Knowledge Production and Boundary Setting in Polarised Social Media: Competing Narratives of the Odesa Fire 2014

Wednesday, 9 July 2025: 13:36
Location: SJES024 (Faculty of Legal, Economic, and Social Sciences (JES))
Oral Presentation
Aleksei TITKOV, University of Manchester, United Kingdom
The Odesa Fire of 2014 is one of the key contested topics in the context of the Russian-Ukrainian confrontation of the last decade. The incident occurred during street clashes between pro-Ukrainian and pro-Russian activists on May 2, 2014 in Odesa (Odessa), Ukraine's third-largest city. In the decisive moment, more than forty pro-Russian activists were killed in a deadly fire in the Trade Union building, which pro-Ukrainian activists were trying to storm. This episode became the basis of a atrocity narrative, blaming the pro-Ukrainian party for (allegedly) deliberately burning their opponents alive. One of its main tropes, the 'Odesa Khatyn', compares the incident to a famous Nazi war crime against civilians. In parallel, a rival pro-Ukrainian narrative has shaped, equally irreconcilable. According to this, the incident in Odesa was an early episode of the Russian-Ukrainian war, in which 'patriots saved the city'.

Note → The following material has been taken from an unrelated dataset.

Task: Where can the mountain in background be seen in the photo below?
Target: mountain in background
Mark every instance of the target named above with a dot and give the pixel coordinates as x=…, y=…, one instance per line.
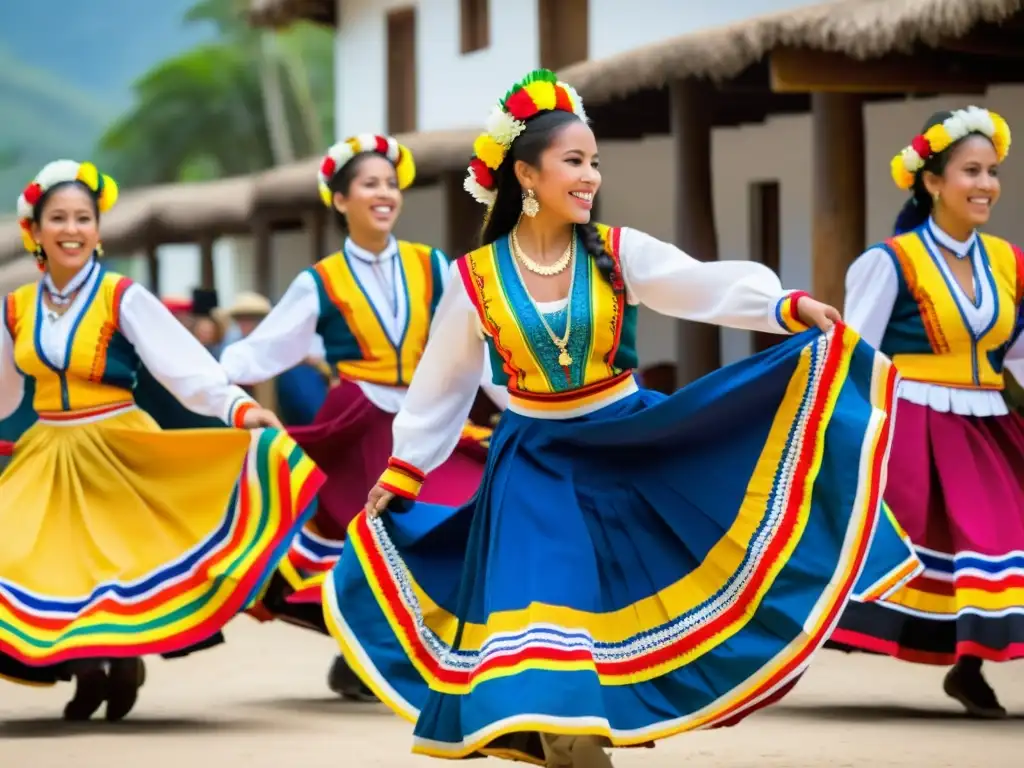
x=67, y=70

Previous studies of this case focused on early representations of the incident, with a particular interest in media manipulation, distortion and collective affects. The presentation aims to show other trends emerging over longer time period. These were shifs towards versions, albeit biased, but based on reliable video documents, as well as rational discussions about the facts in social media, which were limited in time but important in their consequences. Thus, the case under study provides grounds for reconsidering popular models of knowledge formation in social media, primarily the concept of echo chambers. As an alternative, a symmetric model of knowledge dynamics in polarised social media is proposed to explain both the prerequisites for producing valid collective knowledge and the strong limitations to doing so. The model is developed in a Durkhemian paradigm, primarily based on Mary Douglas's 'grid - group' concept, combined with the ideas of David Bloor's 'strong program' in the sociology of scientific knowledge.